CHANDLER, Ariz. - Monday was the first day businesses deemed non-essential in Arizona are allowed to reopen to a limited degree, under Gov. Doug Ducey's revised stay-at-home order.
On Monday, retailers not classified as an essential business were allowed to operate through delivery service and other means that do not entail in-store sales. On May 8, non-essential retailers will be allowed sell items to customers in-store.
Meanwhile, salons and dine-in restaurant operations will be allowed to resume on May 8 and 10, respectively, with special measures in place.
Non-essential business owner thrilled with reopening
"We are excited to see them," said Michelle Wolfe, who owns Sibley's West Chandler and Arizona Gift Shop in Chandler. She is thrilled with news that she is now allowed to reopen her business.
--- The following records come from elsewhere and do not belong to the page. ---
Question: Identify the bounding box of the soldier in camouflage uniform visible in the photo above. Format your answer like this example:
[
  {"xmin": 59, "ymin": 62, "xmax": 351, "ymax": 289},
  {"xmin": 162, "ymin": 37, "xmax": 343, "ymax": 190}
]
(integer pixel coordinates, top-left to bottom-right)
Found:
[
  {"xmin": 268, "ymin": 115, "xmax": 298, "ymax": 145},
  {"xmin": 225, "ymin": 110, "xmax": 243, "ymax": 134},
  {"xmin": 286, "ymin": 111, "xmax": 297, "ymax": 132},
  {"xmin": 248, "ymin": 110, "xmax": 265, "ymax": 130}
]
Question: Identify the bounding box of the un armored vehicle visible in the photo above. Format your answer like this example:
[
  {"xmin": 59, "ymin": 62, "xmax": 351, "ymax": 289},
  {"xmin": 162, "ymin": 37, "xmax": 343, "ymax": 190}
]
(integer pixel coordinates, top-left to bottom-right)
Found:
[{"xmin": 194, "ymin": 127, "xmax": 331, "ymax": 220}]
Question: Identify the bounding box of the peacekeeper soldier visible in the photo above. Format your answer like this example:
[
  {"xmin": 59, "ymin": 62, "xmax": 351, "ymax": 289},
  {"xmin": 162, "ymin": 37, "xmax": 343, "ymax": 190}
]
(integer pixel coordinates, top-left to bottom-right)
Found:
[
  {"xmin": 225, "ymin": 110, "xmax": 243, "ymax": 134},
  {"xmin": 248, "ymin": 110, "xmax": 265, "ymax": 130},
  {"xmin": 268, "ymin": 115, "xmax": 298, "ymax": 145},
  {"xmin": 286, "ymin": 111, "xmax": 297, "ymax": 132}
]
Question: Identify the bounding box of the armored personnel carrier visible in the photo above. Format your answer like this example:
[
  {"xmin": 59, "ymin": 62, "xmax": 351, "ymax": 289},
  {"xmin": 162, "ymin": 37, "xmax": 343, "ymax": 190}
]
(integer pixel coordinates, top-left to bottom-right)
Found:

"All of the uncertainty was crazy hard, so knowing now, even on a limited basis, we can open even to have the funds for our team to get them back with some activity is really important," said Wolfe.
Wolfe's shop is only allowing customers in by appointment, but they already have had people show up on Monday.
"One woman said she had been here 3 times since we have been closed, each time someone here and that would be open," said Wolfe.
Wolfe says her gift shop supports 230 other businesses in Arizona, and she hopes customers will be in soon to support everyone.
For those that reopen, a new way of doing things
Meanwhile, at another Valley business called Manor, a stack of orange sacks sit right inside the front door, each one ready to be hand-delivered to customers, as they sit in their cars.
"Quick, easy process. Very convenient, and I was, like, shopping with these guys," said Terrance Richardson.
"I know the shoes, I know the brand, so all that was really cool, and they're really helpful, so no complaints," said Emily Little.
Manor went from 10% online sales to 100% overnight. The store sells mostly stylish sneakers, and in the coming days, they will begin appointment-only shopping, taking a few careful steps toward re-opening.
"We're being cautious," said Jeremy Davis. "Don't wanna jump the gun too soon and have to shut down again, and we want to look out for the safety of our employees and customers."
At Mae & Marie, a chic boutique made for mothers and kids, the changes are a part of what they call "pivot or perish."
"It's one or the other, so now, we switch our focus," said Taucha Silk. "Now we're switching it all to social media. We don't have that client coming in."
Mae & Marie has had to tinker with its inventory since they were forced to shut down, switch focus to social media, and rely on loyal customers.
With curbside pickup now available, and in-store sales returning soon, Silk insists the store will be even stronger and more glamorous in the end.
"It's hard because we don't have somebody paying the bills," said Silk. "We will be so much stronger, and we are so thankful and grateful that we're still here."